Öncelikle insan atıklarını geri dönüştürme fikrinin, gerçekten mantıklı olup olmadığını irdeleyelim.
2030 yılında dünya nüfusunun aşağı yukarı 8,5 milyara ulaşacağı öngörüldüğünde nüfustaki bu hızlı artışın, hızlı kentleşmeyi de beraberinde getireceği fikri ortaya çıkar. Ayrıca bu durum, kentsel ve yarı kırsal alanlarda insan atıklarının bertaraf edilmesinde çeşitli zorlukları da beraberinde getirir.
Öte yandan hızlı nüfus artışı, aynı zamanda nüfusu destekleyecek yeterli gıdanın sağlanması için gıda üretiminin de artması gerektiği anlamına gelir.
Peki insan dışkısında neler var?
İdrar ve dışkı, atık ürünler olarak kabul edilir ancak şaşırtıcı bir şekilde, toprağı besleyecek besinleri içinde barındırır. Şöyle ki insan idrarı; %90 su, %14-18 nitrojen, %13 karbon, %3,7 fosfor ve potasyum içerir.

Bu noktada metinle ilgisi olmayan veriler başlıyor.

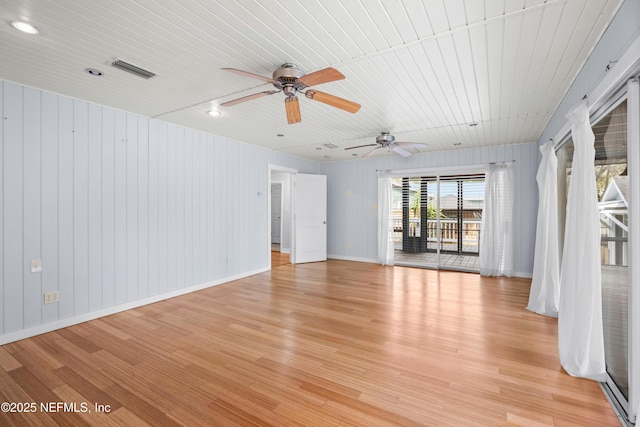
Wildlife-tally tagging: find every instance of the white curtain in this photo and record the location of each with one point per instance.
(633, 138)
(544, 294)
(496, 232)
(580, 332)
(385, 218)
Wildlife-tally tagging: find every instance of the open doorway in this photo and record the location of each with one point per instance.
(280, 219)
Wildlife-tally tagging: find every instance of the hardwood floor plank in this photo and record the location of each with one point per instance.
(323, 344)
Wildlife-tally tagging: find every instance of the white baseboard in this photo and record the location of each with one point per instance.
(348, 258)
(70, 321)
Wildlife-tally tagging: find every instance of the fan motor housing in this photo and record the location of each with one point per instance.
(286, 76)
(385, 139)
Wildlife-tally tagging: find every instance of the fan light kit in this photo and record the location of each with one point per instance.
(290, 80)
(385, 139)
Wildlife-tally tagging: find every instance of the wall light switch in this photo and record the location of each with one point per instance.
(51, 297)
(36, 265)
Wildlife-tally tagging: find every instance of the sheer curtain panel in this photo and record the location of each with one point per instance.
(496, 232)
(580, 331)
(385, 219)
(544, 295)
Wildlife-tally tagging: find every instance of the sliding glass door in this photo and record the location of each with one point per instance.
(437, 220)
(612, 181)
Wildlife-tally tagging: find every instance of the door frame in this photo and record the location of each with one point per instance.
(271, 169)
(281, 185)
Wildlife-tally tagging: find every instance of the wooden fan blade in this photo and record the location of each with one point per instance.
(321, 76)
(292, 106)
(360, 146)
(401, 151)
(370, 153)
(332, 100)
(248, 74)
(248, 98)
(411, 144)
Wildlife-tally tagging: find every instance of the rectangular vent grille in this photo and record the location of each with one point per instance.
(132, 69)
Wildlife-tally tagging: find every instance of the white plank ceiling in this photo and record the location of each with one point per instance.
(423, 69)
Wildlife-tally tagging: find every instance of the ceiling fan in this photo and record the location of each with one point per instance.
(385, 139)
(290, 80)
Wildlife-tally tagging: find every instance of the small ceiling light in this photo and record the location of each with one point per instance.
(24, 27)
(94, 72)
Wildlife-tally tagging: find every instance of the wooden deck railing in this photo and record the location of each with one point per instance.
(449, 231)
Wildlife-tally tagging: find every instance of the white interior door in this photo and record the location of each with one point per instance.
(276, 212)
(310, 218)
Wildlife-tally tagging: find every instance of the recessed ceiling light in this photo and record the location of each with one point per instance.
(93, 72)
(24, 27)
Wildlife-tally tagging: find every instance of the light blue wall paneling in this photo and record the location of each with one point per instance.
(352, 197)
(32, 216)
(622, 31)
(12, 195)
(119, 207)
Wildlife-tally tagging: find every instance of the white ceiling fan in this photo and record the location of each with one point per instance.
(385, 139)
(290, 80)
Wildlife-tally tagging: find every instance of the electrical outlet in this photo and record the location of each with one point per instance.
(51, 297)
(36, 265)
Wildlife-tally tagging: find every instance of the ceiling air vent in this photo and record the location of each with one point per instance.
(118, 63)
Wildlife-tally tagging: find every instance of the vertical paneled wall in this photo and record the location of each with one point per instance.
(352, 220)
(119, 207)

Böbreklerin süzme işlemini gerçekleştirerek kandan çıkardığı bir atık olan üre ise idrardaki organik bileşenlerin %50’sini oluşturur ve nitrojenin %85’i ürede sabittir. Geriye kalan %5 nitrojen, toplam amonyaktır.
Üre, idrar çıkışından hemen sonra bakteriler tarafından hidrolize edilir ve bikarbonat ve karbonata dönüştürülür. Nitrojenin %90’ı ise amonyak olarak kalır.
Bunun yanında dışkı %75 su, %25 katı madde içerir.
Bunlar arasında %50 karbon, %5-7 nitrojen, %3-4 fosfor ve %1-2 potasyum vardır. Ayrıca idrar ve dışkı, magnezyum ve selenyum gibi mikro besinleri de içerir. Aslında bu besinlerin tümü, mahsul yetiştirmek için geri dönüşüm noktasında oldukça etkilidir.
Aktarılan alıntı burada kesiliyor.